C. Examining the above facts in light of the legal principles as seen earlier, the medical personnel at Defendant Hospital found that the Plaintiff’s exploitation was serious in the early stage of the surgery by laparing. ① If the Plaintiff’s long-term and tissue exploitation had been judged to the extent that it was difficult to understand the medical structure of laparing, it can be deemed that the Plaintiff continued operation by laparing surgery by laparing the laparing, thereby causing damage to the lavercing and furthering surgery by negligence, and ② if laparing surgery by lavercing was in a situation where lavercing surgery was possible, it is reasonable to consider that the important blood damage from lavercing occurring in the laparing surgery by lavercing surgery was not a subjective factor, such as lavercing surgery itself, rather than an objective factor accompanying the surgery itself, and that there was no excessive damage to the Plaintiff’s lavercing surgery by negligence in the process of lavercing surgery, and that it did not cause damage to the Plaintiff’s lavercing surgery.
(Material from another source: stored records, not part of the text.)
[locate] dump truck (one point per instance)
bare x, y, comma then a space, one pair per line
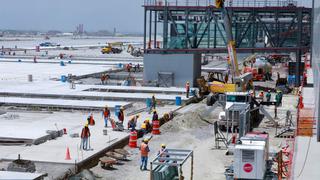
111, 49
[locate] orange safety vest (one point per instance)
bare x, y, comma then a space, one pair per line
144, 126
143, 150
187, 87
106, 113
91, 121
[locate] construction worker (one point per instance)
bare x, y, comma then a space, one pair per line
162, 152
144, 150
187, 89
85, 135
280, 97
155, 115
121, 115
106, 116
90, 119
261, 95
144, 128
153, 102
268, 96
103, 78
133, 122
277, 99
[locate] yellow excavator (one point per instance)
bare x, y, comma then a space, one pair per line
238, 83
111, 48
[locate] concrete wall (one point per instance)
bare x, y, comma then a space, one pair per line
316, 61
186, 67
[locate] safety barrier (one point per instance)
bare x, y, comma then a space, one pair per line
155, 127
133, 139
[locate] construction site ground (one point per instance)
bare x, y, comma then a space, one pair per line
192, 129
Nevertheless, the court below rejected the plaintiff's claim on the ground that there is a lack of evidence to acknowledge the negligence of the medical staff of the defendant hospital, which is erroneous in the misapprehension of legal principles as to the proof of negligence in the medical lawsuit.

2. Therefore, without further proceeding to decide on the remaining grounds of appeal, the lower judgment is reversed, and the case is remanded to the lower court for further proceedings consistent with this Opinion. It is so decided as per Disposition by the assent of all participating Justices on the bench.